Pulling Jeopardy! data from the online archive#
It doesn’t take long to notice that there’s a pattern in the subjects that appear on Jeopardy!. A typical show will contain:
- One category about history
- One category about science, especially medicine
- One category about literature, including poetry and plays
- One category about film or TV
- One category about either music or painting, or sometimes one of each
- One or two categories about geography
- One or two categories about wordplay and language
- A handle of miscelaneous topics, although the writers seem to have a fondness for current events, brands, pop culture, academia, and mythology.
To give an example of how set in stone this formula is, consider the categories from October 25th of this year:
Of course, it’s possible to get an idea of what’s on the show by watching it. However, this is rather slow-paced to what’s possible, and I don’t have cable. To access the questions more quickly and easily, one can look at the online Jeopardy! archive at j-archive.com. In fact, I’ve been doing this for a while now. I have a massive spreadsheet where I log my scores for different “genre"s of questions on the archive, in order to identify my strengths and weeknesses.
This approach is adequate, but it does have its limitations. The largest one is that it’s not possible to see the text of questions that have been answered wrong. It’s one thing to recognize that 41% of questions about Film and TV were answered correctly, but which movies are being asked about? Additionally, there’s no way to tell the values of questions, or if they appeared in Single or Double Jeopardy! In order to fix this, it’s important to build a comprehensive database of Jeopardy! questions, their answers, their subjects, and whether they were answered right or wrong.
The easiest approach is to scrape this data from the website directly. To do this I used a Python library called Beautiful Soup. Once the HTML code for a page of j-archive.com is saved, it can be split up into separate chunks for Single, Double, and Final Jeopardy!, allowing for the clues and categories to be easily sorted.
There are a few issues with this data as it exists, which require some effort to clean. For one, not every question in Jeopardy! is available. If the contestants run out the clock before a question is asked, it won’t appear on the Jeopardy! archive. Another problem is that many categories require clarification from the host to provide necessary context.
Neither of these problems are especially troubling. Missing questions can simply be unincluded, and Ken Jenning’s comments can be included in the text of the category. A more difficult problem is with those clues that contain some sort of media. Many clues on Jeopardy can include an image, a sound, or a video (think for the video daily double, for instance). Although the archive we’re pulling from does provide a link to allow for media, these links seem to always lead to a 404 error.
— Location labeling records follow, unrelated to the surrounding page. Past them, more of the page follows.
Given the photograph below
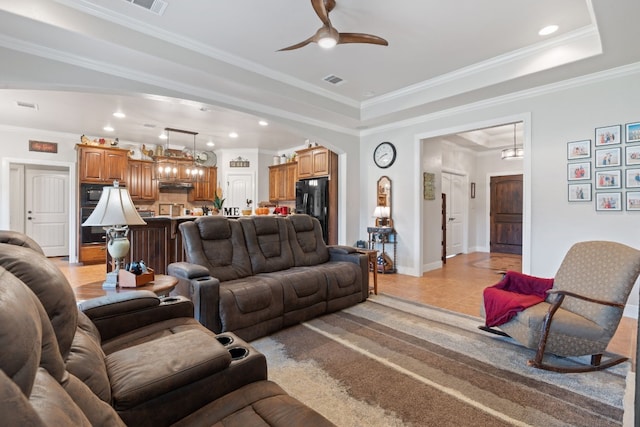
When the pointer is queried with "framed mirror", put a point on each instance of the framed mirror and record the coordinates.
(383, 194)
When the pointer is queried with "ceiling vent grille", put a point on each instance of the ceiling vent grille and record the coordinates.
(30, 105)
(155, 6)
(333, 79)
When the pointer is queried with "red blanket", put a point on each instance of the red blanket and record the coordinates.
(514, 293)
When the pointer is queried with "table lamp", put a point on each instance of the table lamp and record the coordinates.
(115, 212)
(382, 214)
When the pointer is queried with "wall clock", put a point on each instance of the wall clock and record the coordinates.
(384, 155)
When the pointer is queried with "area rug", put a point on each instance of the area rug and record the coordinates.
(391, 362)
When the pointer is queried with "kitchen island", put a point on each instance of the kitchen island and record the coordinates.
(158, 243)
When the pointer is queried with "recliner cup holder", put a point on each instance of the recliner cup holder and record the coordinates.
(238, 353)
(225, 340)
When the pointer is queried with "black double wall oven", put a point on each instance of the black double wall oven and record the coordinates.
(89, 197)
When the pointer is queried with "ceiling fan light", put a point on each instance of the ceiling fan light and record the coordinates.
(327, 42)
(512, 153)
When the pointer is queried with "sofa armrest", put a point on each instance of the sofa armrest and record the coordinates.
(117, 314)
(195, 283)
(351, 254)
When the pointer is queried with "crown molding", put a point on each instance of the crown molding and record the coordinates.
(202, 48)
(618, 72)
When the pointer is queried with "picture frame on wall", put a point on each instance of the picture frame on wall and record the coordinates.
(632, 178)
(609, 201)
(579, 150)
(579, 171)
(580, 192)
(608, 135)
(608, 179)
(608, 157)
(632, 155)
(632, 131)
(633, 200)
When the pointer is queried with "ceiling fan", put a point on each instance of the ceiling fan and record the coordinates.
(327, 36)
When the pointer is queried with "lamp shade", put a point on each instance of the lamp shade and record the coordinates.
(381, 212)
(115, 208)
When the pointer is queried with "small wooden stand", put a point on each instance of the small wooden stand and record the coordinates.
(127, 279)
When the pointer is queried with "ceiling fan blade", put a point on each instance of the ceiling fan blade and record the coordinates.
(298, 45)
(361, 38)
(321, 11)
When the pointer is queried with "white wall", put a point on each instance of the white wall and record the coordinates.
(552, 117)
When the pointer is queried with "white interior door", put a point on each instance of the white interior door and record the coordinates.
(46, 209)
(453, 187)
(239, 189)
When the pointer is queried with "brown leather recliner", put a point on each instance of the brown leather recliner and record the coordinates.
(254, 276)
(157, 367)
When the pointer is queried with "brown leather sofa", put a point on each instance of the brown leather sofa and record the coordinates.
(256, 275)
(132, 359)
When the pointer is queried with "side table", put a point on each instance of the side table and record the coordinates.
(162, 285)
(372, 256)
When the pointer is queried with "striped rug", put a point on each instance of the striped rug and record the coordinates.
(390, 362)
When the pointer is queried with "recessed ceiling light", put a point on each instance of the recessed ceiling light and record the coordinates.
(549, 29)
(30, 105)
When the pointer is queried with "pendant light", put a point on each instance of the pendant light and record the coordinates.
(172, 172)
(513, 153)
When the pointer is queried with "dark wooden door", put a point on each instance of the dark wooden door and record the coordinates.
(506, 214)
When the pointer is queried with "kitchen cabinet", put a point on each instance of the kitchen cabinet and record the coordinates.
(102, 164)
(140, 183)
(282, 182)
(314, 162)
(205, 191)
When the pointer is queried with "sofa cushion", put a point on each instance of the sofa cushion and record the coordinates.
(303, 288)
(344, 284)
(267, 243)
(187, 358)
(149, 333)
(86, 360)
(53, 405)
(262, 403)
(305, 238)
(249, 301)
(217, 243)
(49, 285)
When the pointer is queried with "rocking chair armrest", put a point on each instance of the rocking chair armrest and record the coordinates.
(582, 297)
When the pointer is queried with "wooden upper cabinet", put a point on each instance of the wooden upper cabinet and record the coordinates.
(141, 185)
(205, 191)
(282, 182)
(102, 164)
(313, 162)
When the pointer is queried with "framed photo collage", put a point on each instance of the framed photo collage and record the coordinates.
(607, 171)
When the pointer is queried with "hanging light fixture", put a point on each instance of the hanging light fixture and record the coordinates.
(514, 152)
(170, 171)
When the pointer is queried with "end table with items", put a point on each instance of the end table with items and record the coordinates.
(380, 237)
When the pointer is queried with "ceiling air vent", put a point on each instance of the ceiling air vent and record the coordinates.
(334, 80)
(155, 6)
(30, 105)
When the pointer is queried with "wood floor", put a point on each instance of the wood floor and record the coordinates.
(456, 287)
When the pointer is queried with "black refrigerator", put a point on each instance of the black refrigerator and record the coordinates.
(312, 198)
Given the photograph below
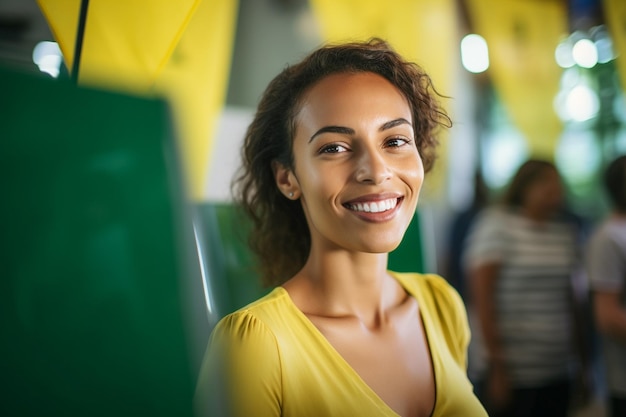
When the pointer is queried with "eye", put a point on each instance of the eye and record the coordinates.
(397, 142)
(332, 148)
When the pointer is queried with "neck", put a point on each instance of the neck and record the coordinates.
(341, 283)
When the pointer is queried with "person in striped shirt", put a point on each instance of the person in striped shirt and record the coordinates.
(522, 257)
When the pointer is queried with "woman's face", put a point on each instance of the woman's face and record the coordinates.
(357, 171)
(545, 195)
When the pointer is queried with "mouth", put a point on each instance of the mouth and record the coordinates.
(373, 206)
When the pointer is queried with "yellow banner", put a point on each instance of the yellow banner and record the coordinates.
(522, 37)
(423, 31)
(615, 14)
(178, 49)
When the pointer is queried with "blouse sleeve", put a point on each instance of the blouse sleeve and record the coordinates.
(450, 310)
(240, 373)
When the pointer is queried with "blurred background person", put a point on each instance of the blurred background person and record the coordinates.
(606, 266)
(522, 258)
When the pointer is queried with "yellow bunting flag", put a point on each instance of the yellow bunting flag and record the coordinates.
(180, 50)
(423, 31)
(522, 37)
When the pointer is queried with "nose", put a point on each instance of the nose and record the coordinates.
(372, 167)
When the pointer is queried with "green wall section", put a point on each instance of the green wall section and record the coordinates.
(91, 308)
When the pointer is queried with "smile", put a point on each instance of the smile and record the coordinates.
(374, 206)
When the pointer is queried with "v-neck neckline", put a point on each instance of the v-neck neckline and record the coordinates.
(426, 322)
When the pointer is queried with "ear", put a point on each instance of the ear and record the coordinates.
(286, 181)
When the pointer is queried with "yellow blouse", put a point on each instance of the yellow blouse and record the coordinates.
(268, 359)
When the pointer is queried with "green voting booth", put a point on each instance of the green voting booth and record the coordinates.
(101, 301)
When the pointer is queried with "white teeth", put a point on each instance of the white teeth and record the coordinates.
(375, 207)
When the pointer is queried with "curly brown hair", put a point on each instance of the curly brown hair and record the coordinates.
(280, 235)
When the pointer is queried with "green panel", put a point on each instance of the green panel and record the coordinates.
(234, 280)
(90, 280)
(409, 256)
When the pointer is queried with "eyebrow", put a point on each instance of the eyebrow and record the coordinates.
(349, 131)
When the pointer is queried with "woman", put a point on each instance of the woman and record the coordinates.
(333, 164)
(523, 257)
(606, 267)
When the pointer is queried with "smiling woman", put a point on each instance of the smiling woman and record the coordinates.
(333, 164)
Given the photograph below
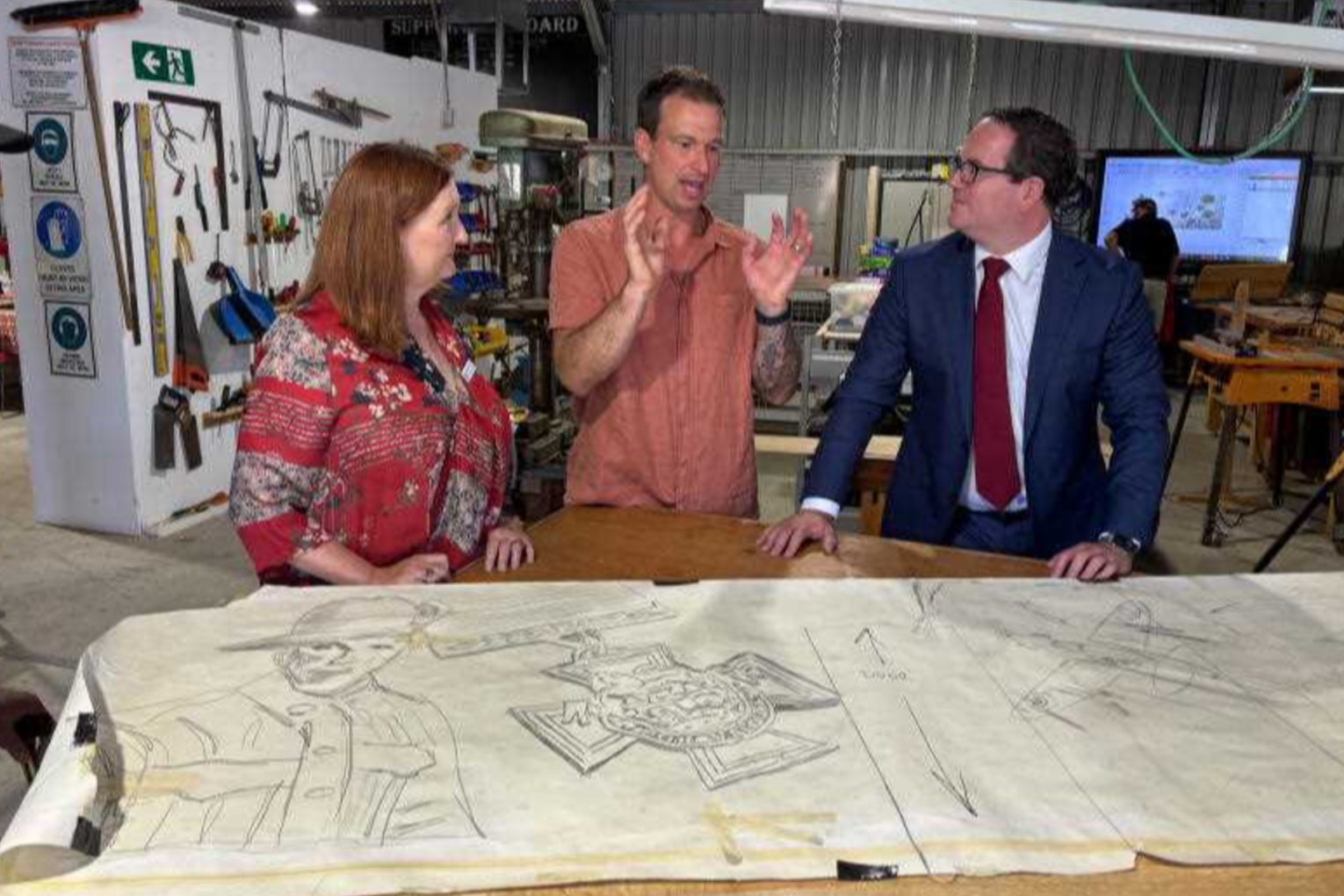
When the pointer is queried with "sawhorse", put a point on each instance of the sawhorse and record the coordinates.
(1275, 376)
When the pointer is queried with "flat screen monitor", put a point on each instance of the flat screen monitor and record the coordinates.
(1245, 211)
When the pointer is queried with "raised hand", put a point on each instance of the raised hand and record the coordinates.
(770, 268)
(646, 248)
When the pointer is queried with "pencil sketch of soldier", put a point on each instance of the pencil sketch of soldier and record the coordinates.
(319, 750)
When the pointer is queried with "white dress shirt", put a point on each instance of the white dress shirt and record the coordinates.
(1022, 301)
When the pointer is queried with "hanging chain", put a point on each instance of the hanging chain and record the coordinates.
(971, 81)
(835, 78)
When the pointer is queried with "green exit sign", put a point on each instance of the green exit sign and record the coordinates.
(155, 62)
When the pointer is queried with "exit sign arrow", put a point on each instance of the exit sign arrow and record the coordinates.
(156, 62)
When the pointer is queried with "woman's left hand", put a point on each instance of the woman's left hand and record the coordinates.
(507, 547)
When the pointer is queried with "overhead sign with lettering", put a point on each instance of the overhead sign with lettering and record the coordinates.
(46, 73)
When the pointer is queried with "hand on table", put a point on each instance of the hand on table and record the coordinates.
(420, 568)
(788, 536)
(507, 547)
(1092, 561)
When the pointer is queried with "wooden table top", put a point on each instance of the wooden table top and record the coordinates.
(1275, 357)
(582, 543)
(609, 543)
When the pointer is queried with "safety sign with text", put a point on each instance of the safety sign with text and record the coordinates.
(70, 340)
(58, 228)
(51, 164)
(46, 73)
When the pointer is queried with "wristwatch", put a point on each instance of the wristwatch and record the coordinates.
(1123, 542)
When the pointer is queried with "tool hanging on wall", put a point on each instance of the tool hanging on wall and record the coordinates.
(198, 197)
(119, 116)
(351, 109)
(308, 199)
(83, 18)
(149, 220)
(169, 132)
(280, 101)
(273, 168)
(182, 243)
(258, 180)
(211, 125)
(188, 359)
(172, 413)
(243, 314)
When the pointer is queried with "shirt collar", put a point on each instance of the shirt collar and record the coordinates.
(1026, 258)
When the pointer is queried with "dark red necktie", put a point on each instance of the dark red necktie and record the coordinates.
(992, 439)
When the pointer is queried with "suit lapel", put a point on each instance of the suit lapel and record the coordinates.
(960, 296)
(1059, 296)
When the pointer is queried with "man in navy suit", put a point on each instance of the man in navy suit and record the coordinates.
(1014, 334)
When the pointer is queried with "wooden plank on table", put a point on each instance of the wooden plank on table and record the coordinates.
(586, 543)
(880, 448)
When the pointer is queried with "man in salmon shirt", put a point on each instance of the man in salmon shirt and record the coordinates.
(666, 320)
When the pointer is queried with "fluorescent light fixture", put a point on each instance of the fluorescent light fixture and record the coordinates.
(1098, 25)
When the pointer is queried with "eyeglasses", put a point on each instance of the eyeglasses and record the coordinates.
(972, 170)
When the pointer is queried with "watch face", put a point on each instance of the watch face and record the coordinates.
(1123, 542)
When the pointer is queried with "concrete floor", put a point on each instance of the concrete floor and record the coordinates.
(61, 589)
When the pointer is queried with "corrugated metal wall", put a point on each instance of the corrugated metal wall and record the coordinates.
(903, 98)
(895, 83)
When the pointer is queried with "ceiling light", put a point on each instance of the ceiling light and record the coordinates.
(1222, 37)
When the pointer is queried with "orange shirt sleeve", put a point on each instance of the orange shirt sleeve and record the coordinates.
(578, 289)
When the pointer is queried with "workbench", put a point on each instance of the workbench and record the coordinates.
(1278, 320)
(1275, 376)
(609, 543)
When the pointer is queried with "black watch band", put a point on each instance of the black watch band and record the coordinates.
(1123, 542)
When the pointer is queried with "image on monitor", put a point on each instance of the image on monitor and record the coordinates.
(1245, 211)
Although these are sometimes solvable without the media they refer to, they sometimes aren’t. My approach to this is simply to include a tag on each question marking if it was supposed to include media, and otherwise to totally remove the broken links.
Once this is completed, the dataframe is organized and exported to a csv file. That dataframe looks a bit like this:
The collumns of this sheet are:
category | str | The official name of the category given by the show. This is the phrase a contestant says before " for $800, Ken" |
---|---|---|
hint | str | The actual text given by the host to the contestants. This is called the "hint" rather than "question", because the question is technically said by the contestant |
answer | str | The correct response to the hint. To avoid ambiguity, this is also often called the "response" in this article |
value | int | An integer indicating the point value of a question. The dollar sign is not included |
jtype | int | An integer indicating which round of Jeopardy! a row is included in. 1 indicates Single Jeopardy, 2 indicates Double Jeopardy, and 0 indicates Final Jeopardy |
media | bool | Indicates whether or not a hint includes media, such as sound, images, or video |
DD | bool | Indicates if a hint is one of the daily doubles |
date | date | This is the date when a question is aired, rather than the date it was downloaded, or the date it is viewed by the software user. |
game_name | str | A string giving a name to a game. Although almost all games have names of the form "Game #____", some are unique |
correct | int | An indicator for whether the user could answer the question correctly or not. 1 indicates a correct answer, -1 indicates an incorrect answer, and 0 indicates that the user would have skipped |
subjects | str | The broad subject or subjects a hint belongs to. Because there is some variance within categories, this applies to a specific question, not a category. Each subject is represented by a single letter in the string |
date_answered | date | The date at which the user entered whether they would have answered a question correctly or not |
Compiling the mountain of data that exists currently#
This section will focus mostly on how this data was compiled and cleaned to be useful for what comes next. It won’t be long, but if you’re not interested in those kinds of mundane details, feel free to skip to the next section.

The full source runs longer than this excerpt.